A White Office of Management and Budget (OMB) legislative proposal to Congress last month to speed new start programs in DoD and allow up to $300 million in early design work would not impinge on congressional authority over modernization programs, U.S. Air Force Secretary Frank Kendall told the Senate Armed Services Committee on May 3.
“The movie Casablanca starts with a comment about refugees who come to Casablanca and wait and wait and wait,” Kendall said in response to a question from Sen. Angus King (I-Maine) on OMB’s new starts’ proposal. “I’m waiting right now. We spent the first year I was in office, defining what we needed to do to stay ahead of the pacing challenge–China, and I had to wait a year to get that into the budget, get the budget submitted. Now I’m waiting another year under normal circumstances for that budget to be passed.”
“If there’s a [FY 2024] Continuing Resolution, I’ll wait yet another year, and that is all time we are giving away to someone who is racing to be ahead of us technologically and fielded capability,” Kendall said. “We cannot afford that time.”
The OMB legislative proposal, disclosed by Kendall at last month’s annual Space Symposium in Colorado, would permit the military departments to spend up to $300 million for the early development phases of new programs even when Congress hasn’t approved a budget yet for a new fiscal year (Defense Daily, Apr. 19).
The proposal may especially benefit the Air Force, which Kendall said has proposed 12 new programs in fiscal 2024.
“We wouldn’t have to wait even the normal one year, one year and a half,” Kendall said of new starts under the proposal. “We would be able to do the low cost initial stages of a program, do the system engineering, the preliminary design work, maybe a little risk reduction, maintain competition, make no long-term commitments, only go up to the point of preliminary design review–one of the earliest milestones.”
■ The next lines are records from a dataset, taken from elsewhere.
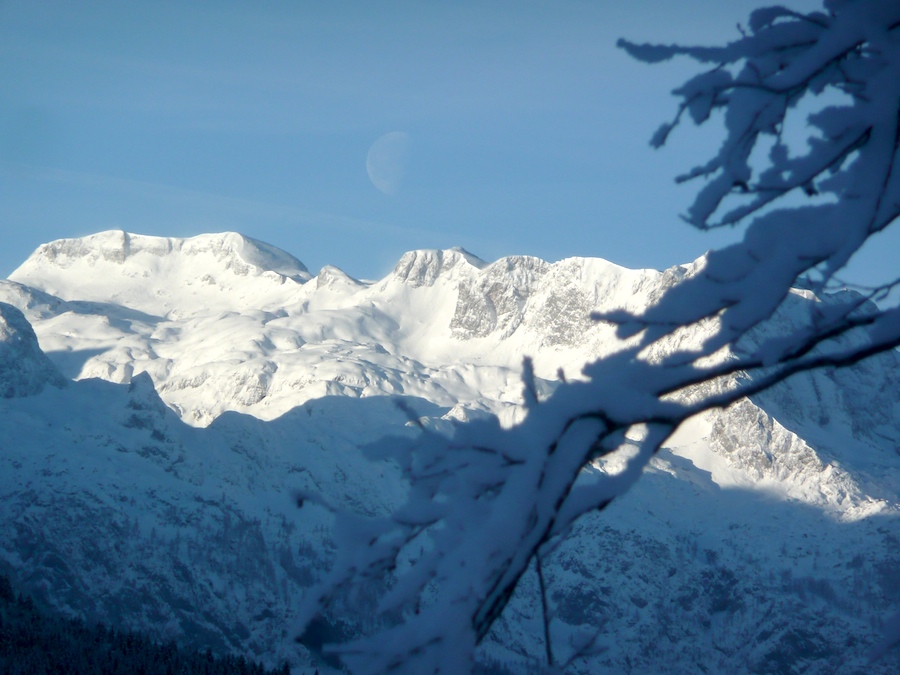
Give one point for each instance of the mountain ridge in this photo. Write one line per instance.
(155, 489)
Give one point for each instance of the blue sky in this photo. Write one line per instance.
(528, 130)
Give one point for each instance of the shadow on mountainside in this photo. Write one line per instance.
(113, 509)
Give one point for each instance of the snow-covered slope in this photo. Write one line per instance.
(158, 494)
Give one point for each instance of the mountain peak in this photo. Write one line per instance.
(224, 270)
(423, 267)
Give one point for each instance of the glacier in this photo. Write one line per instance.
(164, 398)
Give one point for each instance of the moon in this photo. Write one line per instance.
(387, 160)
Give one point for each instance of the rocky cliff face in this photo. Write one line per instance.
(154, 491)
(24, 368)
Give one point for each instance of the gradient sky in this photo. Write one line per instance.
(528, 130)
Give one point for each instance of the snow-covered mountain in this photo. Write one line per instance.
(182, 388)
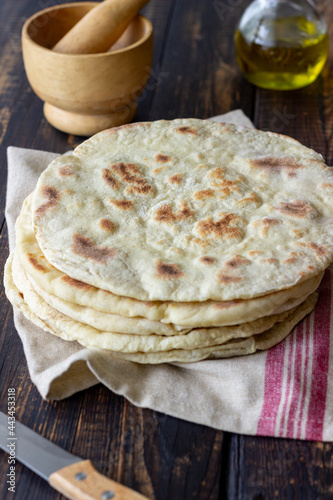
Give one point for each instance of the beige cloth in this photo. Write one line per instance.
(225, 394)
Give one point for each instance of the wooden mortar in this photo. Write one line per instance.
(86, 93)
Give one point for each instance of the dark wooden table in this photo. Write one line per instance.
(195, 75)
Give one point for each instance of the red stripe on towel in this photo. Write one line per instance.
(272, 390)
(320, 363)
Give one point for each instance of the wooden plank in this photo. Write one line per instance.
(279, 468)
(200, 74)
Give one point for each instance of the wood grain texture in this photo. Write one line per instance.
(194, 74)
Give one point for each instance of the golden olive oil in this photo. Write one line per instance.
(282, 54)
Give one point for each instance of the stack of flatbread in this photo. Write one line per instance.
(175, 241)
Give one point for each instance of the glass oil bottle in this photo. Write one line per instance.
(281, 44)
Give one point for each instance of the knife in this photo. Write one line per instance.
(72, 476)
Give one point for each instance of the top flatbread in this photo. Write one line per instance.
(187, 210)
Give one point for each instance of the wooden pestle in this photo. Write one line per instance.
(98, 30)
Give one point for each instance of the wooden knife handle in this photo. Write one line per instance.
(81, 481)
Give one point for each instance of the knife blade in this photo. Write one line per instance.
(72, 476)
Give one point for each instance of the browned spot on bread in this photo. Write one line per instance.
(227, 304)
(158, 170)
(318, 249)
(187, 130)
(218, 173)
(34, 262)
(223, 185)
(86, 248)
(65, 170)
(130, 173)
(252, 198)
(168, 271)
(295, 208)
(276, 164)
(271, 260)
(223, 228)
(201, 242)
(290, 260)
(166, 214)
(143, 189)
(237, 261)
(175, 179)
(162, 158)
(107, 225)
(225, 278)
(267, 223)
(122, 204)
(109, 179)
(53, 197)
(75, 283)
(205, 193)
(207, 260)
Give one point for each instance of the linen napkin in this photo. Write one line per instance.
(285, 392)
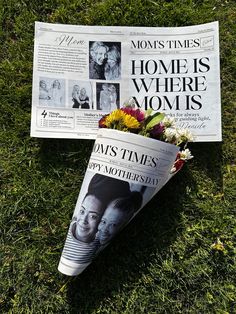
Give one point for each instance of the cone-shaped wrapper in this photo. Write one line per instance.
(124, 172)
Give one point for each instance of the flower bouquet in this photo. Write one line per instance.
(135, 154)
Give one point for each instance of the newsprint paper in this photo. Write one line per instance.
(83, 72)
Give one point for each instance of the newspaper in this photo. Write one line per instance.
(124, 172)
(83, 72)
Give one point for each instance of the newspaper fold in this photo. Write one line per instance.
(124, 172)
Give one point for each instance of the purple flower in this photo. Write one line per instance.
(157, 130)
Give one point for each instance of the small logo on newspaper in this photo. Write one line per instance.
(44, 114)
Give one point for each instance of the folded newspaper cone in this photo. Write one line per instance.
(124, 172)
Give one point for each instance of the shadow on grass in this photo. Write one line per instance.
(212, 166)
(129, 256)
(64, 153)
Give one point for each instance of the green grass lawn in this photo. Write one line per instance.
(164, 261)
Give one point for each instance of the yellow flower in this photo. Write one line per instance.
(114, 117)
(130, 122)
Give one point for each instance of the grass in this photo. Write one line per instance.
(164, 261)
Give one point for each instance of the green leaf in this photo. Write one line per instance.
(156, 118)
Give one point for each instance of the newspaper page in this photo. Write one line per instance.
(124, 172)
(83, 72)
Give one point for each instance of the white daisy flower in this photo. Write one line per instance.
(170, 135)
(168, 122)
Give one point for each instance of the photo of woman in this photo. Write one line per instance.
(108, 96)
(56, 94)
(52, 92)
(104, 60)
(113, 65)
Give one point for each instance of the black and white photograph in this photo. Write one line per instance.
(51, 92)
(104, 207)
(105, 60)
(108, 96)
(80, 95)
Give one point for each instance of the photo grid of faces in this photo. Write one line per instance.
(100, 92)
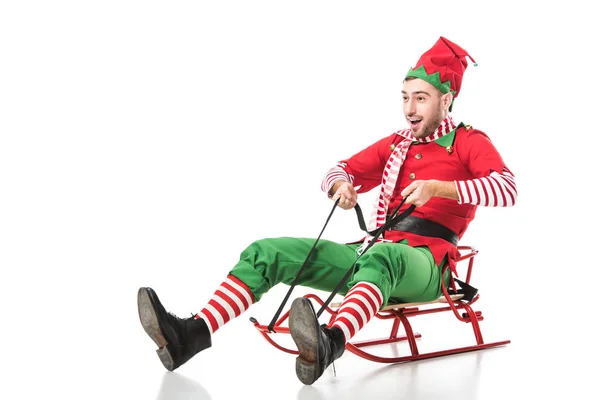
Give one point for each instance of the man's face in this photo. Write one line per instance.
(424, 106)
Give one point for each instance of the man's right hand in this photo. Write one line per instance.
(346, 193)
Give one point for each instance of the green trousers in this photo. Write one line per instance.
(402, 273)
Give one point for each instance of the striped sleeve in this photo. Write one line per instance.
(335, 174)
(494, 190)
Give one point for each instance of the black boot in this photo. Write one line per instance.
(318, 346)
(178, 339)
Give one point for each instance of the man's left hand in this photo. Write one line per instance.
(419, 192)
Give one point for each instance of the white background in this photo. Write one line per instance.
(146, 143)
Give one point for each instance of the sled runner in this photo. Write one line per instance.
(458, 299)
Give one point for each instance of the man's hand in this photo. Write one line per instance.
(346, 193)
(420, 192)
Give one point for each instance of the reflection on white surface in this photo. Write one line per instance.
(175, 386)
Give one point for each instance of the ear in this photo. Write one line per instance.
(447, 100)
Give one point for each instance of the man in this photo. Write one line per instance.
(445, 169)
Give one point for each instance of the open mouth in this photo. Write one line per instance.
(414, 123)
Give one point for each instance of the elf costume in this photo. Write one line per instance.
(405, 266)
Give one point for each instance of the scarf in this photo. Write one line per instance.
(392, 170)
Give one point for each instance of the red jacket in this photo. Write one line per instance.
(463, 154)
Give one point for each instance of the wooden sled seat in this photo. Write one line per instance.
(399, 314)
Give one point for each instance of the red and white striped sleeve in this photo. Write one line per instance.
(494, 190)
(335, 174)
(364, 169)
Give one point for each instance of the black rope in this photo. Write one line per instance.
(375, 233)
(287, 296)
(361, 222)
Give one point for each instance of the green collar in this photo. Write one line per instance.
(447, 139)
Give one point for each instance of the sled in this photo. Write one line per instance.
(452, 300)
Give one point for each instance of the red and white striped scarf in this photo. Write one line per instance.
(392, 169)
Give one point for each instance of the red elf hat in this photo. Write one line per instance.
(442, 66)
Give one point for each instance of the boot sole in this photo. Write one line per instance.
(149, 319)
(304, 330)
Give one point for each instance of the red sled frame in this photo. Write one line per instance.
(399, 314)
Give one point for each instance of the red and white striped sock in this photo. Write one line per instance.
(358, 307)
(230, 300)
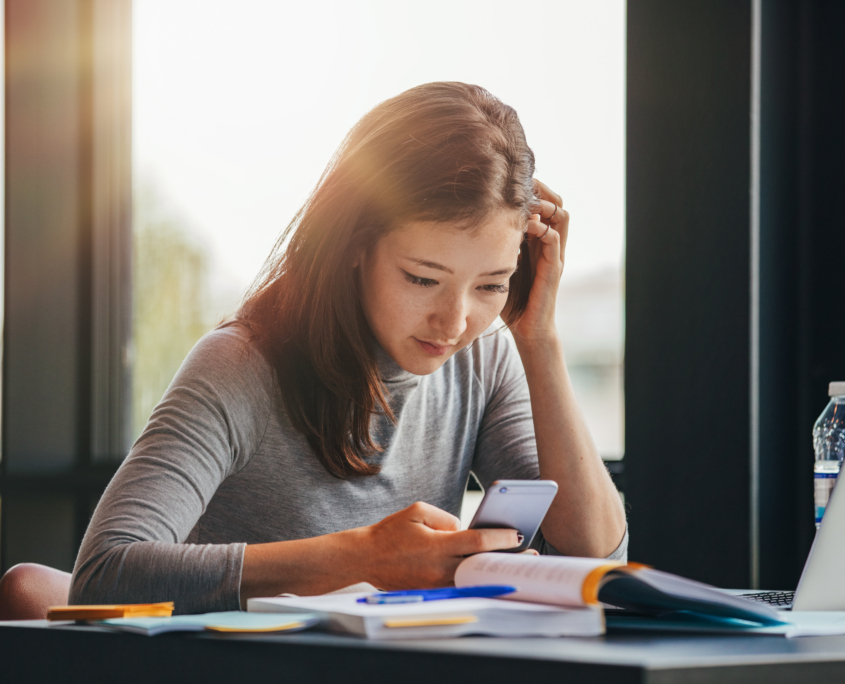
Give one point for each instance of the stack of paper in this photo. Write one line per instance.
(449, 618)
(113, 611)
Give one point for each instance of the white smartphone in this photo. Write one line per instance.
(517, 505)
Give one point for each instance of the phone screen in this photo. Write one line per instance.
(517, 505)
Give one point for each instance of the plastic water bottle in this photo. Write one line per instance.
(829, 443)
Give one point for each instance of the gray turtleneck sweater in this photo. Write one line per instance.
(219, 466)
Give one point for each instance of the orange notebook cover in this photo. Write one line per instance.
(106, 612)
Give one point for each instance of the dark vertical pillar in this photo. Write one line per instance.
(734, 324)
(687, 287)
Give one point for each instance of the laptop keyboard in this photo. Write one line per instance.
(776, 599)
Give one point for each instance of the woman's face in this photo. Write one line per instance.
(430, 289)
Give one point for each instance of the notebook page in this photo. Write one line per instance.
(540, 579)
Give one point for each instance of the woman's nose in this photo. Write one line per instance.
(450, 319)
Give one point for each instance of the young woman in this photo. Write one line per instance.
(325, 436)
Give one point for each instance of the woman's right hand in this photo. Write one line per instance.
(421, 546)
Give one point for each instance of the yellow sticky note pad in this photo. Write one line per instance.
(432, 621)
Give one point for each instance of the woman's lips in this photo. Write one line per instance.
(433, 349)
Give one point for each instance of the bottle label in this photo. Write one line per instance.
(823, 484)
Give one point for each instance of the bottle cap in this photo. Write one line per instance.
(836, 389)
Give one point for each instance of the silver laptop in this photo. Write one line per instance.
(821, 586)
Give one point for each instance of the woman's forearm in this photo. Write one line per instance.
(303, 566)
(587, 517)
(419, 546)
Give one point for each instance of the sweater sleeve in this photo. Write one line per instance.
(206, 427)
(506, 447)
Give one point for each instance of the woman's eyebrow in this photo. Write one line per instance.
(441, 267)
(431, 264)
(501, 271)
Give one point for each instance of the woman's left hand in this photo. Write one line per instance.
(546, 235)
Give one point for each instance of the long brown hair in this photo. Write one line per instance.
(442, 152)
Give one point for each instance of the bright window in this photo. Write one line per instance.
(239, 105)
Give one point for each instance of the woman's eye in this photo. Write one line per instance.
(422, 282)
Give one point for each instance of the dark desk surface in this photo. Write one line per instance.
(31, 651)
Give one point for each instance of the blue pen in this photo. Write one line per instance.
(417, 595)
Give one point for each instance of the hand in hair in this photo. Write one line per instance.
(422, 546)
(546, 234)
“All that is relatively inexpensive, but it takes time,” he said. “And then Congress would have full authority to decide whether we could proceed beyond that point or not. We would probably use reprogrammings for this, and Congress would have authority over that so there wouldn’t be any real loss of the authorities that the Congress has over what we do, but we would gain a year and a half at least of lead time in getting things fielded.”